For many years now, the treatment for arthritis and Rheumatoid Arthritis has been focused almost solely on pain relief.
Is a Cure Possible ?
None of the treatments developed have – until very recently – worked by treating the underlying cause of the arthritis pain – the inflammation and joint damage that accompanies arthritis. The current state of the research on RA is promising, as it appears to be aimed at getting to the root of the problem.
Stem Cells Have Potential
Research is being conducted on everything from stem cell therapies to vaccines, but at this point in time, we are still waiting for most of these new avenues to show results.
Stem cell therapy shows some promise, in that it may enable those who have serious deformity caused by rheumatoid arthritis to grow back their damaged bone and cartilage. This research is still in the developmental stage, however.
A vaccine for Rheumatoid Arthritis sounds as though it would be impossible, but the research being done on this issue shows promise. One theory is that a vaccine could be manufactured from a sample of the patient’s own white cells, but it will be years before we see this treatment on the market, if ever.

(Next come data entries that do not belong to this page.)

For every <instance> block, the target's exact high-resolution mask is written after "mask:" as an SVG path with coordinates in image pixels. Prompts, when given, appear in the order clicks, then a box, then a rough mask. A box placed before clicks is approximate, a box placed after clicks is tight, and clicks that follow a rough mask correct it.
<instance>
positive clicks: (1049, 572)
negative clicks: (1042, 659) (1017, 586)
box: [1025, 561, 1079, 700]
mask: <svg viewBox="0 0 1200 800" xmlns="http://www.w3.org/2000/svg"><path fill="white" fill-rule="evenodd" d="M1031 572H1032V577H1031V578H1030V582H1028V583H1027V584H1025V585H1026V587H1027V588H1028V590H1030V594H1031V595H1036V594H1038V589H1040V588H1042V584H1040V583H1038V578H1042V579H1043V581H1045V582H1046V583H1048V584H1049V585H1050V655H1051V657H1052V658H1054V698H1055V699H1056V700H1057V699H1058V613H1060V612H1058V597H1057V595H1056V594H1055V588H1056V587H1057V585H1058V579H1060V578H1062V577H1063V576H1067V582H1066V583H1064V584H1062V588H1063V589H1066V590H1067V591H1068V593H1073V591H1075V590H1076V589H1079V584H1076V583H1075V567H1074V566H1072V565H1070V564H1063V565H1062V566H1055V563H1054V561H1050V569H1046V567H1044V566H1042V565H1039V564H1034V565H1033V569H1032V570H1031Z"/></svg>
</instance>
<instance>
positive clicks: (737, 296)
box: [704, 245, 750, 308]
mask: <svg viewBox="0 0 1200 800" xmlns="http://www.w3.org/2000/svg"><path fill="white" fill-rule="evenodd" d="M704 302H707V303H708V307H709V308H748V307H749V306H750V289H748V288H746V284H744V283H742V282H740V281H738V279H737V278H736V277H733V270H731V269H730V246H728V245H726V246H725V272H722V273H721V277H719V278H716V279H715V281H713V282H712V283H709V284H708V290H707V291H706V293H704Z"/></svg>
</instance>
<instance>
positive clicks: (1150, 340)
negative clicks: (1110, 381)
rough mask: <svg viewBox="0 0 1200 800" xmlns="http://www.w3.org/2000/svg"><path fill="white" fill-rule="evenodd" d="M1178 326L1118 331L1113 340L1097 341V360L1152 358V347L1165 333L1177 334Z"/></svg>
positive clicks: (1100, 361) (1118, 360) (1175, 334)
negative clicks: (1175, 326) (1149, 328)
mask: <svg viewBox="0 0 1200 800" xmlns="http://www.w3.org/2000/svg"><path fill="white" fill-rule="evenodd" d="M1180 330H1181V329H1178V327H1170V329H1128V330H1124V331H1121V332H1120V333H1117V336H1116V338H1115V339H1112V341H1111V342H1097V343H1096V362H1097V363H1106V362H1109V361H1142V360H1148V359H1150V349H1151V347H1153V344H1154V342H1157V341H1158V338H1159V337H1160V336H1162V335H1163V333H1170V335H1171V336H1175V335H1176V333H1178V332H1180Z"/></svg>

Boilogics Treatments are Possible
One of the most promising treatments to date is biologics. Biologics are unlike most drugs in that they are made of large, complex molecules that are manufactured in a living system, such as plant cells, animal cells, or microorganisms. Biologics are often created using recombinant DNA technology. At this point in time, biologics must be administered intravenously or by injection, and cannot be taken orally. These treatments are being used now, and work is progressing on producing an oral biologic. At present, it looks like many arthritis sufferers are experiencing not only pain relief, but a return to almost normal movement using biologics.
Is there a Cure ?
At this time there is no cure for arthritis, but if even a few of the new treatments live up to their promise, we could see an end to this painful, debilitating disease within the foreseeable future.